Danish films win at IDFA documentary festival PDF Print E-mail
Written by the editor   
Monday, 04 December 2006
Monastery - Mr Vig & the NunThe Danish documentary The Monastery – Mr. Vig & the Nun from Pernille Rose Grønkjær won the VPRO Joris Ivens Award, the top prize at the International Documentary Film Festival Amsterdam (IDFA), which ended this weekend. Two other Danish film also won the top prizes in their sections: Enemies of Happiness from Eva Mulvad won the Silver Wolf for Best Documentary shorter than 60 minutes, and the Silver Cub for best short went to My Eyes by Erlend E. Mo. The jury of the most important documentary festival named Grønkjær’s The Monastery – Mr. Vig & the Nun their “undisputed first choice of perfect filmmaking craft and storytelling.  The unlikely match of Mr. Vig and Sister Ayestleor created a dynamic of humour, conflict, charity and love.” The film tells the story of an ex-priest’s old dream to start a monastery in his castle, when he runs into a stubborn Russian Orthodox nun.

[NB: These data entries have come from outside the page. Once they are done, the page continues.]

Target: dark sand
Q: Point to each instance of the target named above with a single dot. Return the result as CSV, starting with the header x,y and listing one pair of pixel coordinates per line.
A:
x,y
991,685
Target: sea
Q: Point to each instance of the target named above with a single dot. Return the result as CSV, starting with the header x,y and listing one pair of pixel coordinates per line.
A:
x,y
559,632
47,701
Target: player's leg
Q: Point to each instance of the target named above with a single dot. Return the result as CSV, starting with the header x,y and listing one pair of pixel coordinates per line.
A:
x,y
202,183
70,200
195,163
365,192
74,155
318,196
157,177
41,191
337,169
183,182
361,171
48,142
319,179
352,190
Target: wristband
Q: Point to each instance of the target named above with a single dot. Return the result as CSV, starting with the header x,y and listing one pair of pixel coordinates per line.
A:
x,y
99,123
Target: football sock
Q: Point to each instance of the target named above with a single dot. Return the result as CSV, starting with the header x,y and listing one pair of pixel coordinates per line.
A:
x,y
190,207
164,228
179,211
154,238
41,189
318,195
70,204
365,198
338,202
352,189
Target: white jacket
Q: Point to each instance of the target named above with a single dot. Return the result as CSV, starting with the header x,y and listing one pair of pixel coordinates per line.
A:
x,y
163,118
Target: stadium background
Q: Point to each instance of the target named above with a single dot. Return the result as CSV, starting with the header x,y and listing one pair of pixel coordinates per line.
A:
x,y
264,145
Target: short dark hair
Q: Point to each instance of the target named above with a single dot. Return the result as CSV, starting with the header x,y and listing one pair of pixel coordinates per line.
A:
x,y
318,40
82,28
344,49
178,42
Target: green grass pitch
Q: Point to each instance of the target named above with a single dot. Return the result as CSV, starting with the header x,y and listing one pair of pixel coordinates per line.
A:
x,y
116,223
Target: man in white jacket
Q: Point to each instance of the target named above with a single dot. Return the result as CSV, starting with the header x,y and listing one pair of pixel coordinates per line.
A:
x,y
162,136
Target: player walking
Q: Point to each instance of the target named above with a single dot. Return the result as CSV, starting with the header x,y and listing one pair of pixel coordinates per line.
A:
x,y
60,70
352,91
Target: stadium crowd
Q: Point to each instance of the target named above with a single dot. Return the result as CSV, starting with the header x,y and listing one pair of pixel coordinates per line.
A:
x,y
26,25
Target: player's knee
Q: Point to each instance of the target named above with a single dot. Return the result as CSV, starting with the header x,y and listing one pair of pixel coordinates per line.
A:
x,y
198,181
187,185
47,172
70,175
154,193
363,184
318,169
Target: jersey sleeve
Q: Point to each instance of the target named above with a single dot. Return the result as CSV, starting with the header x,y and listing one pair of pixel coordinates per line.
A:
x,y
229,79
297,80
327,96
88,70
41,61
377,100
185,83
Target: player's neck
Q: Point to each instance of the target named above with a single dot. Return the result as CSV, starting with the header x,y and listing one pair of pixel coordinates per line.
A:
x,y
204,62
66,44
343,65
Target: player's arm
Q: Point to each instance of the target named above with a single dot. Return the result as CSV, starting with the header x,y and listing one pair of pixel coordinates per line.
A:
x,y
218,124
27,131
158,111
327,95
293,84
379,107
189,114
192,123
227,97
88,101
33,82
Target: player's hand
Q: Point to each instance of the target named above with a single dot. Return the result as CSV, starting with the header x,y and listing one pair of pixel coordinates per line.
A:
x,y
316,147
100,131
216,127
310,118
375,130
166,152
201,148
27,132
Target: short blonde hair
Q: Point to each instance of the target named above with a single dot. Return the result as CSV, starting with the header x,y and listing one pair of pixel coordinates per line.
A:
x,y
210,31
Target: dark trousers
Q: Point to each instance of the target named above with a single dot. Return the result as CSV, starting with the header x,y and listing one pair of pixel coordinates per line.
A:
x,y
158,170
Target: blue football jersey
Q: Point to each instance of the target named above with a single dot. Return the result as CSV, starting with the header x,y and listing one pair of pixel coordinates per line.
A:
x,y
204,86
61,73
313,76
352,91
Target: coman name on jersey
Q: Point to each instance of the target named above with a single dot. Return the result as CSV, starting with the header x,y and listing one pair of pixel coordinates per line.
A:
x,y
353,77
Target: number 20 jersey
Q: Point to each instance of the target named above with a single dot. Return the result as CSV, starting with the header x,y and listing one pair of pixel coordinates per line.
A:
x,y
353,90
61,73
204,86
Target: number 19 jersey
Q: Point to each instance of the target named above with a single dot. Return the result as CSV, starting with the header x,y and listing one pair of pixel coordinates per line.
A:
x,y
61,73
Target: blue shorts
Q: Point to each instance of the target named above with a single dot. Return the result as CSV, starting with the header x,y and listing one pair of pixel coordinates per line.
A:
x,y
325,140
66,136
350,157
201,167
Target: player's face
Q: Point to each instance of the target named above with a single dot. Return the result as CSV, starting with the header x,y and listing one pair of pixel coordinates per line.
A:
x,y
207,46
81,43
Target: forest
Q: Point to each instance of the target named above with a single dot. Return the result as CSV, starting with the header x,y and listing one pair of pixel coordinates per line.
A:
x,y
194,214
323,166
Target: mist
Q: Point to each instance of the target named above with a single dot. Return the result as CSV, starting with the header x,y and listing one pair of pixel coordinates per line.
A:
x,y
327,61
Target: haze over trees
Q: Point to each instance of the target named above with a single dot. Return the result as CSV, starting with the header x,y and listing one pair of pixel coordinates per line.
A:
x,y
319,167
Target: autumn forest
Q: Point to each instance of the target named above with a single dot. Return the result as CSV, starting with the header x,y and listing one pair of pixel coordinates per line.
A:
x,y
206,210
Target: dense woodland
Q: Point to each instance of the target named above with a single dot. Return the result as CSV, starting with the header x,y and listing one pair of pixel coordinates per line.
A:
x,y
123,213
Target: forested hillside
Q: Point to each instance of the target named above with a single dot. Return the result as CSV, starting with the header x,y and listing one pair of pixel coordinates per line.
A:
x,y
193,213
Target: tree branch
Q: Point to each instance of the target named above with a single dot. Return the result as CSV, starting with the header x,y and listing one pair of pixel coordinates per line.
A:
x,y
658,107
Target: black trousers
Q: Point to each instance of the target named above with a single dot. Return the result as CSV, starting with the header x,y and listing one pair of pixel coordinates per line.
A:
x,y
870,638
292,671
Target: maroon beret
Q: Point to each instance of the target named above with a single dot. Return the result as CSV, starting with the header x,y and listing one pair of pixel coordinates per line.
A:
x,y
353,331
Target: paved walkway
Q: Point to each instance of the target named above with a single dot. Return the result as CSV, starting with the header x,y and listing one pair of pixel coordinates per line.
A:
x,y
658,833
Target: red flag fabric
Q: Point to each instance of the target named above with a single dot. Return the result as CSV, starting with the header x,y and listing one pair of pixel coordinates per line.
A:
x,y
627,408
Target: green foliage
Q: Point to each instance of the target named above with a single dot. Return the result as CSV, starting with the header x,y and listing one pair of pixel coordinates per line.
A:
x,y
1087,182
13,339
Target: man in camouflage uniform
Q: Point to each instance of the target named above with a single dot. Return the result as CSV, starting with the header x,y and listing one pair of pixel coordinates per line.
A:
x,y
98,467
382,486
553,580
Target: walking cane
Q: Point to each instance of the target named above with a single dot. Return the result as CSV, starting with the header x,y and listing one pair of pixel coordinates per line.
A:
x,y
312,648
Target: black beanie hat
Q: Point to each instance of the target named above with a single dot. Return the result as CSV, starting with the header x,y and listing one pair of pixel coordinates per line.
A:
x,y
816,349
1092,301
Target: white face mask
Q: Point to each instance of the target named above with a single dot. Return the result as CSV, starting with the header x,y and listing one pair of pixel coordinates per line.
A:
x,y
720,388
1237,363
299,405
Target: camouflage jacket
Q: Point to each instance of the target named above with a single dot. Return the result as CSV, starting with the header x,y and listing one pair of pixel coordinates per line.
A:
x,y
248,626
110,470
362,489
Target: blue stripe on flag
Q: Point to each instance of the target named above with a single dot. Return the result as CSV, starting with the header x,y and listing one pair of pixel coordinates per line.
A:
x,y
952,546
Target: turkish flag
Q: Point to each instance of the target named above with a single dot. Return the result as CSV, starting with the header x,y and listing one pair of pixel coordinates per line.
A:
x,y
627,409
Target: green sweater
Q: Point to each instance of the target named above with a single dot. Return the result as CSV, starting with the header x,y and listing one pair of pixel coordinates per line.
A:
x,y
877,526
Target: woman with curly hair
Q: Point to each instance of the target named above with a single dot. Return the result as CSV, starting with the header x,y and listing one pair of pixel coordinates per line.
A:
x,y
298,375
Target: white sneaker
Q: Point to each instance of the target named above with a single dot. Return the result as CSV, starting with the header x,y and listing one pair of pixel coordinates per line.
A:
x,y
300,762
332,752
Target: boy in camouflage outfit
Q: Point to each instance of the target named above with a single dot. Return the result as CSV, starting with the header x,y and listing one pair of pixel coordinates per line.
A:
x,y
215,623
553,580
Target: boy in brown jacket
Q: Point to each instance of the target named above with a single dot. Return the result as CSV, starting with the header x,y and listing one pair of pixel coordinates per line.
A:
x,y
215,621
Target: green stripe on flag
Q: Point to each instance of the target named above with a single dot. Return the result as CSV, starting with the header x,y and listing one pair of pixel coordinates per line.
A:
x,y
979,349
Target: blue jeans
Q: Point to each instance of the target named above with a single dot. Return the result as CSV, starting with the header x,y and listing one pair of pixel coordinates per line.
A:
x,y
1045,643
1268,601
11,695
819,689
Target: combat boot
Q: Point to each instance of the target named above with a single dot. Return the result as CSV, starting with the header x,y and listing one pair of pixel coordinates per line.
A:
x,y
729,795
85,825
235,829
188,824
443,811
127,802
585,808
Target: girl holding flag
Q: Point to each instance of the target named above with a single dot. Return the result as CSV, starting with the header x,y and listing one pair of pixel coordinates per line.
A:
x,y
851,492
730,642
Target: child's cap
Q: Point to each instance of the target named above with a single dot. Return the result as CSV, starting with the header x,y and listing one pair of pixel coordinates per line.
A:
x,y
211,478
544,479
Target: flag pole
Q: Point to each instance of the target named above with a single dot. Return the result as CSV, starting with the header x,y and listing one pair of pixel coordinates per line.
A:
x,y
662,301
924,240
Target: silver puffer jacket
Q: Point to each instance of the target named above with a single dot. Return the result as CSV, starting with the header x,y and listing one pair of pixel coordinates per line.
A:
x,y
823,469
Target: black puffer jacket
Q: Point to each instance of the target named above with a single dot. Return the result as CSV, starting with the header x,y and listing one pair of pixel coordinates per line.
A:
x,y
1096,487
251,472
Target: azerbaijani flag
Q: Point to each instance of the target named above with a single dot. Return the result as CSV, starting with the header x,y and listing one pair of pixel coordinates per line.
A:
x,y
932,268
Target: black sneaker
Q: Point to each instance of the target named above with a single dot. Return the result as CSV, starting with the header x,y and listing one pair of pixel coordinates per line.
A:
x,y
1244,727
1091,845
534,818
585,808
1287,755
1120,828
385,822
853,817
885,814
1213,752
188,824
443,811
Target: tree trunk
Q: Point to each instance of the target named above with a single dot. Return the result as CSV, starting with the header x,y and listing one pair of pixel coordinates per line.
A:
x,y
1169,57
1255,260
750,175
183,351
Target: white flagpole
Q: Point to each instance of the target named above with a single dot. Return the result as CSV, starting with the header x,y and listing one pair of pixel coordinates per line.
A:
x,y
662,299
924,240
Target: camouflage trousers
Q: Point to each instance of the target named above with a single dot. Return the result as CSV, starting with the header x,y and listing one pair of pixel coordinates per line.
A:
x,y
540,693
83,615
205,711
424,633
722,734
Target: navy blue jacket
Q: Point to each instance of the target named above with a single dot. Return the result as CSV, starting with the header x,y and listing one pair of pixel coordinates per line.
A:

The Russian Zar nezhnykh. Dikyi, dikyi plyazh (Tender's Heat. Wild Wild Beach) from Susanna Baranzhieva, Vitaly Mansky and Alexander Rastorguev won the Jury Prize for its unflinching, tragicomic look at “drunk, dancing, half-naked Russians” at a holiday resort on the Black Sea. Two further documentaries were nominated for the Joris Ivens Award: the German-Romanian Satul sosetelor (Village of Socks) from Klaudia Begic and Ileana Stanculescu (about a poor village in the Romanian countryside that generates some extra income by selling knitted socks to Western Europe under a German immigrant's supervision); and Vardan Hovhannisyan’s Armenian documentary A Story of People in War and Peace, which contrasts the life of soldiers in war and peace time.
 
The festival opened on November 23 with a screening of Jiska Richels’ 4 Elements from the Netherlands, which was also the first of the 18-title strong Joris Ivens Competition. Other European titles included Babice revolucije (Grandfather of the Revolution) from Slovenia; Paolo Muran’s Italian La vita come viaggio aziendale (Life As a Corporate Holiday); Mein Vater der Türke (My Father, The Turk) from Germany’s Ariane Riecker and Marcus Vetter; Scandinavian co-production The Planet, from Johan Söderberg, Michael Stenberg and Linus Torell; Davide Ferrario’s La strada di Levi (Primo Levi’s Journey) from Italy; and Tomorrow Never Knows, from Sweden’s Kirsi Nevanti.
 
Paul Taylor’s British documentary We Are Together (Thina simunye) won the First Appearance Award for best debut and also won he Audience Award. The film looks at a group of South African orphans who, against the backdrop of the AIDS pandemic, draw strength from harmonious part-song.
 
Dutch radiomaker Catherine van Campen won the Documentary Award of the Dutch Cultural Broadcasting Fund, a grant of €125,000 for the best project for a yet to be filmed documentary. Her project Eeuwige Moes looks at the conservation of long-forgotten vegetables.